= Thomas Vane =

English Anglican priest and Catholic convert

Thomas Vane (born 1599/1600) was an English priest who, having been appointed Chaplain Extraordinary to King Charles I, later converted to Roman Catholicism.

==Life==
Vane was born in Kent. He matriculated at Jesus College, Oxford on 26 April 1616, aged 16, then transferred to Christ's College, Cambridge (B.A 1620, M.A. 1623, D.D. 1640). Having taken Anglican orders when he was ordained deacon and priest in Peterborough in April 1621, he was made chaplain extraordinary to Charles I and rector of Crayford in 1626. On becoming a Catholic, he resigned these preferments, and went with his wife to Paris, where he practised as a physician, taking the degree of M.D. there or at some other foreign university. At Paris he wrote an account of his conversion, the preface being dated 4 August 1642, which was published in 1643 under the title, A Lost Sheep returned Home: or the Motives of the Conversion of Thomas Vane. It was dedicated to Charles's Catholic queen, Henrietta Maria.
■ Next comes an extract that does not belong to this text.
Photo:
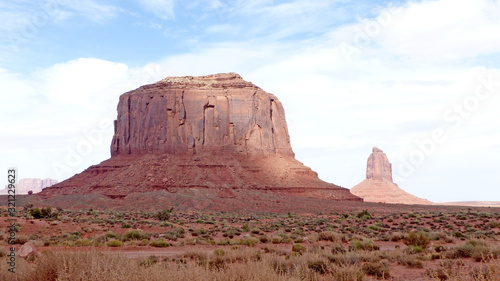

This book ran through several editions and was answered by the Anglican writer Edward Chisenhall (1653). He also wrote An answer to a libel written by D. Cosens against the great Generall Councell of Laterane under Pope Innocent III (Paris, 1646), and Wisdome and Innocence or Prudence and Simplicity in the examples of the Serpent and the Dove, propounded by our Lord (s.l. 1652).

The date and place of Vane's death are unknown.